Estimated pH value from mobile application in comparison with real one.

However, Solmaz et al.31 studied pH strips colorimetric detection using ML, as presented in Table 2.

Table 2 The advantages of the current work that related studies.

However, four different types of smartphones were used to check the accuracy of pH value predictions for three buffer solutions (pH = 3, 7, and 10). The default setting was used to avoid any smartphone effects. As shown in Fig. 10 and Table 3, the various smartphones do have no significantly different pH value estimations with an accuracy of more than 90% for each type.

Figure 10
figure 10

Estimated pH value from different smartphones.

Table 3 Accuracy and estimated pH value from different smartphones.

Furthermore, Table 4 shows recommended conditions and limitations for using the application to achieve more accurate predictions.

Table 4 Recommended mesurment conditions for application users.

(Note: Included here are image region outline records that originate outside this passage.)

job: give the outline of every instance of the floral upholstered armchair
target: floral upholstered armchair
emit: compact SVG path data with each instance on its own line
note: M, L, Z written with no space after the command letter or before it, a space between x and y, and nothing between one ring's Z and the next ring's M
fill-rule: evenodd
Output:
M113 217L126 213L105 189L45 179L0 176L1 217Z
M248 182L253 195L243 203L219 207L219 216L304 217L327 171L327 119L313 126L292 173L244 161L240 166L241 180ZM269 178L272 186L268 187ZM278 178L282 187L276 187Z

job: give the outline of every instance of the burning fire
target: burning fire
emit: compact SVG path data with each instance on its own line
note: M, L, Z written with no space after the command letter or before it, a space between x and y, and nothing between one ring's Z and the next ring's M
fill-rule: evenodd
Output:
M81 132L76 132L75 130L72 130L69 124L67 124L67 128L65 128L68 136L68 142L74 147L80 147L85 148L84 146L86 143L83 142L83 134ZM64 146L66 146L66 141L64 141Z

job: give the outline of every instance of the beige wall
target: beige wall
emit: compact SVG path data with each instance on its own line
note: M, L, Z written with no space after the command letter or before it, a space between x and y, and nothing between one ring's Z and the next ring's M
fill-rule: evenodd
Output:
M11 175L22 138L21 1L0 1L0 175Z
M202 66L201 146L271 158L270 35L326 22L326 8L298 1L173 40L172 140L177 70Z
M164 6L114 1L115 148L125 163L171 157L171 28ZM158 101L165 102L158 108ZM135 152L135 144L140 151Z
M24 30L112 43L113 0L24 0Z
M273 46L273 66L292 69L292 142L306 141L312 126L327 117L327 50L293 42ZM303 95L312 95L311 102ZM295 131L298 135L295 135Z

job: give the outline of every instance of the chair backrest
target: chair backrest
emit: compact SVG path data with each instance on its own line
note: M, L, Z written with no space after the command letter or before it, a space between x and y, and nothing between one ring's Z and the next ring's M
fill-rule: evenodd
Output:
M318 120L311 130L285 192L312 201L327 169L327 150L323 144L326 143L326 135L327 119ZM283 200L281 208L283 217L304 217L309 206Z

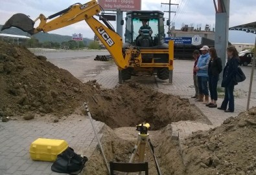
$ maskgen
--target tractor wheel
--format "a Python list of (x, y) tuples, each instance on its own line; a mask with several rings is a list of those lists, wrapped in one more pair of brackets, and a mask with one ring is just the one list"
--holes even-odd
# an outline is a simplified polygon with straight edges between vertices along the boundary
[(157, 76), (159, 79), (165, 80), (169, 78), (169, 70), (168, 68), (159, 68), (157, 70)]

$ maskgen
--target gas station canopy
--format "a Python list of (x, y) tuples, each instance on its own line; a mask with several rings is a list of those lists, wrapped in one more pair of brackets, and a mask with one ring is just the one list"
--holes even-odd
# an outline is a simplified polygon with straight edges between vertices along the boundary
[(229, 30), (241, 30), (256, 34), (256, 21), (229, 28)]

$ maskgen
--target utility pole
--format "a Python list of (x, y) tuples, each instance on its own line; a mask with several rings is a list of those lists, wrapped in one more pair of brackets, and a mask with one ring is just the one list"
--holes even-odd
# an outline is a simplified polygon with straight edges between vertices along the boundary
[(179, 5), (179, 4), (172, 4), (170, 3), (170, 0), (169, 0), (169, 3), (161, 3), (162, 5), (169, 5), (169, 11), (163, 11), (165, 12), (169, 12), (169, 25), (168, 26), (168, 36), (170, 37), (170, 13), (176, 13), (176, 12), (174, 11), (170, 11), (170, 5)]

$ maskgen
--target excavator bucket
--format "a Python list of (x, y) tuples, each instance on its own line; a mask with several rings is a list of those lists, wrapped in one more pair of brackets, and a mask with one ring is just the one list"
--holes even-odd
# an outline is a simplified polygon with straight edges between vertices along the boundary
[(3, 26), (1, 30), (9, 28), (12, 26), (19, 28), (30, 35), (34, 34), (34, 21), (23, 14), (13, 15)]

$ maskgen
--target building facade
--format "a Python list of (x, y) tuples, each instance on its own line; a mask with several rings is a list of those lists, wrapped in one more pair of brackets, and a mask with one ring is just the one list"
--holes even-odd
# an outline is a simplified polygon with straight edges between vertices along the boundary
[(252, 51), (254, 48), (255, 44), (249, 43), (232, 43), (232, 45), (235, 46), (238, 52), (241, 52), (242, 50), (249, 50)]

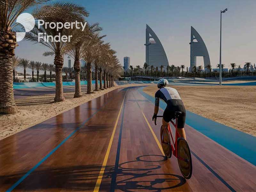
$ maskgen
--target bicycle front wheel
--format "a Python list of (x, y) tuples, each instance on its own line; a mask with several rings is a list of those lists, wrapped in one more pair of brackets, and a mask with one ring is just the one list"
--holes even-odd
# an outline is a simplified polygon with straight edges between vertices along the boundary
[(180, 172), (185, 178), (192, 175), (192, 160), (188, 145), (184, 138), (178, 138), (178, 160)]
[(164, 153), (167, 158), (170, 158), (172, 156), (172, 144), (168, 130), (162, 125), (160, 133), (161, 143)]

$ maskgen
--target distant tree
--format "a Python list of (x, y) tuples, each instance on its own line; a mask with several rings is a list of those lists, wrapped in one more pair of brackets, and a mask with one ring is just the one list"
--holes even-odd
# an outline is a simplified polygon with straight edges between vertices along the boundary
[(31, 69), (32, 71), (32, 81), (34, 82), (34, 71), (35, 68), (36, 68), (36, 62), (34, 61), (30, 61), (28, 68)]
[(150, 66), (150, 68), (151, 68), (151, 76), (153, 76), (153, 71), (154, 70), (154, 66), (153, 65), (151, 65)]
[(137, 68), (137, 70), (138, 70), (138, 71), (137, 71), (139, 73), (139, 75), (138, 75), (138, 74), (137, 73), (137, 75), (140, 75), (140, 66), (139, 65), (137, 65), (136, 66), (136, 68)]
[(48, 68), (49, 67), (49, 65), (48, 65), (47, 63), (43, 63), (42, 64), (42, 69), (44, 71), (44, 82), (46, 82), (46, 71), (48, 70)]
[(131, 75), (132, 75), (132, 71), (133, 70), (133, 67), (132, 65), (130, 65), (130, 74)]
[(36, 81), (39, 81), (39, 71), (41, 69), (42, 63), (39, 61), (36, 61), (35, 64), (36, 69)]
[(13, 76), (12, 80), (13, 81), (15, 80), (15, 71), (17, 70), (17, 68), (18, 68), (19, 66), (20, 61), (20, 59), (18, 57), (16, 57), (15, 56), (12, 57), (12, 75)]
[(193, 74), (194, 74), (194, 77), (195, 76), (195, 75), (196, 74), (196, 66), (193, 66), (193, 68), (192, 69), (192, 72), (193, 73)]
[(248, 75), (249, 73), (250, 68), (251, 65), (252, 63), (250, 62), (245, 62), (245, 64), (244, 66), (244, 67), (246, 68), (246, 73), (247, 75)]
[(62, 72), (65, 74), (66, 75), (66, 81), (68, 81), (68, 73), (69, 69), (68, 67), (64, 67), (62, 68)]
[(171, 66), (171, 71), (172, 71), (172, 76), (174, 76), (174, 73), (173, 72), (174, 71), (174, 70), (175, 69), (175, 66), (174, 66), (174, 65), (172, 65)]
[(184, 65), (181, 65), (180, 66), (180, 68), (181, 68), (181, 76), (183, 76), (183, 70), (185, 68), (185, 66)]
[(50, 64), (49, 65), (49, 67), (48, 68), (49, 71), (50, 72), (50, 81), (52, 82), (52, 71), (55, 71), (55, 66), (54, 65), (52, 64)]
[(170, 66), (167, 65), (166, 68), (166, 69), (167, 70), (167, 76), (169, 76), (169, 69), (170, 69)]
[(144, 63), (144, 65), (143, 68), (145, 69), (145, 76), (147, 76), (147, 68), (148, 67), (148, 65), (146, 62)]
[[(225, 66), (225, 65), (224, 64), (221, 64), (221, 71), (223, 71), (223, 69), (224, 68), (224, 66)], [(217, 68), (218, 68), (219, 69), (220, 68), (220, 63), (218, 63), (218, 65), (216, 66), (216, 67), (217, 67)]]
[(26, 59), (22, 59), (20, 61), (19, 65), (24, 69), (24, 81), (26, 81), (26, 69), (28, 67), (29, 60)]
[(201, 77), (201, 72), (203, 71), (203, 67), (202, 65), (198, 66), (197, 71), (199, 73), (199, 77)]
[(160, 71), (161, 71), (161, 77), (163, 76), (163, 69), (164, 68), (164, 66), (162, 65), (161, 65), (161, 66), (160, 66)]

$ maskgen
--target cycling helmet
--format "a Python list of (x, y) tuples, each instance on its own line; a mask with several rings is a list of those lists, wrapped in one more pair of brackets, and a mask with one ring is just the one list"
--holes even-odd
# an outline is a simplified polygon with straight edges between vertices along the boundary
[(157, 87), (159, 89), (162, 87), (165, 87), (168, 85), (168, 81), (165, 79), (161, 79), (157, 83)]

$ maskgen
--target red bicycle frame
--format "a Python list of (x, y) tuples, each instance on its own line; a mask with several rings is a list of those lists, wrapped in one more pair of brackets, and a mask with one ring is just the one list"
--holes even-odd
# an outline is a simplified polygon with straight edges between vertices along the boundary
[[(162, 117), (162, 116), (156, 116), (157, 117)], [(169, 132), (169, 134), (170, 135), (171, 135), (171, 138), (172, 138), (172, 143), (173, 143), (174, 145), (174, 147), (173, 147), (173, 145), (172, 144), (171, 145), (172, 146), (172, 154), (174, 155), (175, 157), (176, 158), (178, 158), (179, 159), (180, 159), (182, 161), (184, 161), (186, 162), (187, 161), (180, 157), (178, 156), (178, 139), (179, 137), (180, 137), (180, 133), (179, 133), (179, 132), (178, 131), (178, 117), (175, 117), (175, 123), (173, 122), (172, 120), (171, 120), (170, 121), (172, 124), (174, 126), (174, 127), (175, 128), (175, 142), (174, 141), (174, 140), (173, 139), (173, 138), (172, 137), (172, 131), (171, 130), (171, 126), (170, 126), (170, 123), (168, 123), (168, 132)], [(155, 123), (155, 124), (156, 124)]]

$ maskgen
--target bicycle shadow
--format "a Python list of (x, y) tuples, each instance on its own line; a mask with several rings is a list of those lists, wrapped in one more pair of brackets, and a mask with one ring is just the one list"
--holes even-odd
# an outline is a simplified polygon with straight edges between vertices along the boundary
[[(154, 160), (156, 158), (158, 160)], [(111, 168), (109, 172), (105, 173), (104, 177), (111, 179), (110, 191), (160, 191), (184, 185), (186, 180), (182, 176), (162, 172), (159, 163), (164, 162), (166, 158), (160, 155), (142, 156), (135, 160), (119, 164), (117, 169)], [(158, 164), (154, 164), (154, 163)], [(141, 168), (140, 165), (143, 164), (143, 168)]]

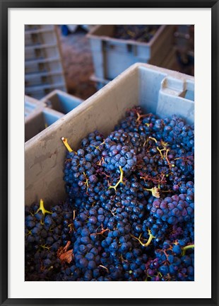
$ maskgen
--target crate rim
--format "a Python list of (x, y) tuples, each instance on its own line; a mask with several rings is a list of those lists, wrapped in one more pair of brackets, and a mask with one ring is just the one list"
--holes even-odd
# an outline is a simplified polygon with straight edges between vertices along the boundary
[(165, 30), (165, 27), (169, 25), (159, 25), (160, 28), (156, 31), (155, 34), (153, 35), (153, 38), (148, 42), (138, 42), (134, 40), (123, 40), (120, 38), (111, 38), (110, 36), (107, 35), (97, 35), (93, 34), (93, 33), (97, 30), (99, 28), (103, 26), (117, 26), (117, 25), (97, 25), (90, 31), (86, 34), (86, 37), (89, 39), (95, 38), (97, 40), (101, 40), (106, 42), (111, 42), (115, 43), (120, 44), (126, 44), (126, 45), (138, 45), (139, 47), (151, 47), (154, 42), (154, 41), (160, 36), (160, 35)]

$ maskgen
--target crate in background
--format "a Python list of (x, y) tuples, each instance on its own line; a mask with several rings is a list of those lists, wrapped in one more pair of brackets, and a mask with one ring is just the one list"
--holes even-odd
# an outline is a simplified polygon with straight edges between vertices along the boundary
[(54, 90), (44, 97), (42, 102), (48, 108), (66, 114), (79, 106), (83, 101), (60, 90)]
[(97, 26), (87, 34), (97, 78), (112, 80), (138, 62), (160, 66), (172, 46), (174, 26), (160, 26), (148, 42), (114, 38), (114, 27)]
[(25, 141), (27, 142), (37, 135), (63, 116), (63, 113), (49, 108), (38, 109), (25, 120)]
[(24, 116), (25, 119), (40, 107), (42, 107), (42, 103), (38, 100), (26, 95), (24, 96)]
[(56, 26), (25, 25), (25, 94), (40, 99), (54, 89), (66, 91)]

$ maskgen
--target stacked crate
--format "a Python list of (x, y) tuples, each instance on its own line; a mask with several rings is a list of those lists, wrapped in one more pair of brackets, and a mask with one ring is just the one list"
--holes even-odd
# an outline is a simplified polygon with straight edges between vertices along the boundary
[(54, 89), (66, 91), (57, 26), (25, 26), (25, 92), (40, 99)]
[(87, 34), (95, 70), (90, 79), (97, 89), (136, 62), (172, 68), (174, 26), (160, 26), (148, 42), (115, 38), (115, 26), (96, 26)]
[(81, 98), (58, 89), (40, 101), (25, 96), (25, 141), (45, 131), (82, 102)]

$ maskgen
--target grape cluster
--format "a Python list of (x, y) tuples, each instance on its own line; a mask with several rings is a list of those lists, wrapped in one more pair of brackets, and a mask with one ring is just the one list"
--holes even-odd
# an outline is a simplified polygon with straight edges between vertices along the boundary
[(26, 208), (25, 279), (194, 280), (194, 128), (136, 107), (62, 141), (66, 200)]

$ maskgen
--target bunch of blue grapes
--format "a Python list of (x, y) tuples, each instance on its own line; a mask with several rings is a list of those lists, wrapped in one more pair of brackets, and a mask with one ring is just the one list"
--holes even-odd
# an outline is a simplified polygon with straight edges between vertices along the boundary
[(194, 280), (194, 127), (135, 107), (62, 141), (66, 199), (26, 208), (25, 279)]

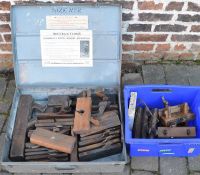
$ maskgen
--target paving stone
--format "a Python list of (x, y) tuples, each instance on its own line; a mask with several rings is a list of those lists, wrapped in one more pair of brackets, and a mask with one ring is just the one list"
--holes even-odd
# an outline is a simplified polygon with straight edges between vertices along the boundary
[(8, 173), (8, 172), (0, 172), (0, 175), (12, 175), (12, 173)]
[(123, 85), (143, 84), (142, 75), (140, 73), (128, 73), (122, 77)]
[(6, 116), (5, 115), (0, 115), (0, 132), (3, 129), (5, 120), (6, 120)]
[(188, 163), (190, 171), (200, 171), (200, 156), (188, 157)]
[(8, 114), (10, 109), (10, 103), (6, 99), (0, 100), (0, 113)]
[(72, 175), (101, 175), (101, 173), (75, 173)]
[(0, 98), (2, 98), (5, 93), (6, 85), (7, 85), (6, 79), (0, 77)]
[[(5, 138), (5, 134), (1, 134), (0, 135), (0, 157), (3, 154), (2, 145), (4, 144), (4, 141), (5, 141), (4, 138)], [(0, 165), (0, 174), (2, 171), (3, 171), (3, 167)]]
[(131, 174), (131, 167), (127, 165), (123, 171), (123, 173), (101, 173), (101, 175), (130, 175)]
[(158, 171), (158, 157), (134, 157), (131, 159), (133, 170)]
[(160, 158), (161, 175), (187, 175), (186, 158), (179, 157), (161, 157)]
[(154, 175), (154, 173), (149, 171), (132, 171), (131, 175)]
[(189, 85), (187, 66), (165, 65), (164, 70), (167, 84)]
[(8, 125), (8, 118), (6, 118), (5, 122), (4, 122), (4, 126), (3, 126), (3, 129), (2, 129), (2, 133), (5, 133), (6, 130), (7, 130), (7, 125)]
[(42, 175), (72, 175), (72, 174), (66, 174), (66, 173), (43, 173)]
[(142, 74), (144, 84), (166, 84), (162, 65), (143, 65)]
[(188, 78), (191, 86), (200, 85), (200, 66), (188, 66)]
[(14, 173), (13, 175), (41, 175), (41, 174), (40, 173)]
[(193, 173), (190, 173), (190, 175), (200, 175), (200, 173), (198, 173), (198, 172), (193, 172)]

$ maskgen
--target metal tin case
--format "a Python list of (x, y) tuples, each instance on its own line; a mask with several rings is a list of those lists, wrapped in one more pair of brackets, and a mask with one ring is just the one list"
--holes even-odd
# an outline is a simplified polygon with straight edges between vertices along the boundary
[[(1, 150), (1, 165), (17, 173), (122, 172), (128, 162), (126, 147), (114, 156), (91, 162), (12, 162), (9, 149), (20, 94), (42, 101), (52, 94), (77, 94), (103, 87), (118, 94), (120, 117), (121, 7), (111, 4), (48, 4), (12, 7), (12, 38), (16, 91)], [(48, 15), (87, 15), (93, 31), (93, 67), (42, 67), (40, 30)], [(22, 121), (23, 122), (23, 121)], [(123, 128), (123, 124), (122, 124)]]

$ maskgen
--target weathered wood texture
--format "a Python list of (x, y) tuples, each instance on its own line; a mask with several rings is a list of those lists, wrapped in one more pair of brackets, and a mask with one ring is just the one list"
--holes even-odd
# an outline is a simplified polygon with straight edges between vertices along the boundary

Overall, the present findings solve the problem of pH accuracy using common pH paper without the need for additional costly and time-consuming experimental work. However, our approach solves the problems of excessive cost and maintenance required for traditional pH meters.

Conclusion

The findings demonstrate a strong negative association between pH values and both the red color (−0.77) and the green color (−0.38). The blue color will have an insignificant impact on machine learning prediction which revealed a low correlation (0.044). The KNN model exhibits significant R2 (0.993) results along with the lowest MSE, RMSE, and MAE errors (0.012, 0.320, and 0.182, respectively). This paper also demonstrated the potential of the ML approach to estimate the pH value of solutions using common pH paper. We developed a freely available application that supported mobile devices to predict the pH value based on ML and using common pH paper with precise results. Future research should consider the preparation of new optical material with extremely sensitive color changes in a strong acid/base medium.